20

The official MongoDB driver offers a 'count' and 'estimated document count' API, as far as I know the former command is highly memory intensive so it's recommended to use the latter in situations that require it.

But how accurate is this estimated document count? Can the count be trusted in a Production environment, or is using the count API recommended when absolute accuracy is needed?

Neil Lunn
  • 148,042
  • 36
  • 346
  • 317
ChazMcDingle
  • 635
  • 2
  • 10
  • 18
  • 3
    @Neil: I don't think this is a duplicate of the other question - that one was asked in 2015, way before `estimatedDocumentCount()` existed, and only one answer there tangentially refers to that method. – Dan Dascalescu May 07 '19 at 06:52
  • Just use count(), it's depreciated, but it still works and it's faster than both. – ajsp Jun 15 '21 at 20:28

3 Answers3

21

Comparing the two, to me it's very difficult to conjure up a scenario in which you'd want to use countDocuments() when estimatedDocumentCount() was an option.

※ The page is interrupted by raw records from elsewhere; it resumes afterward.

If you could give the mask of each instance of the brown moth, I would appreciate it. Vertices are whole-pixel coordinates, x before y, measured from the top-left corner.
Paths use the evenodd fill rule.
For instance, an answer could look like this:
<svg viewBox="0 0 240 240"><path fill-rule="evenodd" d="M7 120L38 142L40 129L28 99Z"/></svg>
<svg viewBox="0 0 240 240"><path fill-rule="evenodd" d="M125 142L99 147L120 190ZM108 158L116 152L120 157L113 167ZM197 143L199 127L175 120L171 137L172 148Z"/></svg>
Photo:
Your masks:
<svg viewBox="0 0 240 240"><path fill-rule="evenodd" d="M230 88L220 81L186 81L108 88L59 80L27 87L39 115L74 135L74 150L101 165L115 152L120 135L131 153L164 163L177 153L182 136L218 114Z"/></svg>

That is, the equivalent form of estimatedDocumentCount() is countDocuments({}), i.e., an empty query filter. The cost of the first function is O(1); the second is O(N), and if N is very large, the cost will be prohibitive.

Both return a count, which, in a scenario in which Mongo has been deployed, is likely to be quite ephemeral, i.e., it's inaccurate the moment you have it, as the collection changes.

Allan Bazinet
  • 1,752
  • 15
  • 15
  • 7
    Estimated count apparently is no good if you want to come up with the total number of docs satisfying some query. This is required e.g. when performing server-side pagination and you want to know the total number of pages. – Avius Oct 16 '19 at 21:41
  • 1
    The question was about `estimatedDocumentCount()`, which is not germane to a query. If you're looking for the total number of documents satisfying some query, then you (a) can't use `estimatedDocumentCount()` and (b) aren't going to use the no-arg version of `countDocuments()`. – Allan Bazinet Dec 17 '19 at 16:05
10

Please review the MongoDB documentation for estimatedDocumentCount(). Specifically, they note that "After an unclean shutdown of a mongod using the Wired Tiger storage engine, count statistics reported by db.collection.estimatedDocumentCount() may be inaccurate." This is due to metadata being used for the count and checkpoint drift, which will typically be resolved after 60 seconds or so.

In contrast, the MongoDB documentation for countDocuments() states that this method is a wrapper that performs a $group aggregation stage to $sum the results set, ensuring absolute accuracy of the count.

Thus, if absolute accuracy is essential, use countDocuments(). If all you need is a rough estimate, use estimatedDocumentCount(). The names are accurate to their purpose and should be used accordingly.

B. Fleming
  • 7,170
  • 1
  • 18
  • 36
0

The main difference is filtering.

count_documents can be filtered on like a normal query whereas estimated_document_count cannot be.

If filtering is not part of your use case then I would use estimated_document_count since it is much faster.

axelmukwena
  • 779
  • 7
  • 24
joeyagreco
  • 98
  • 2
  • 11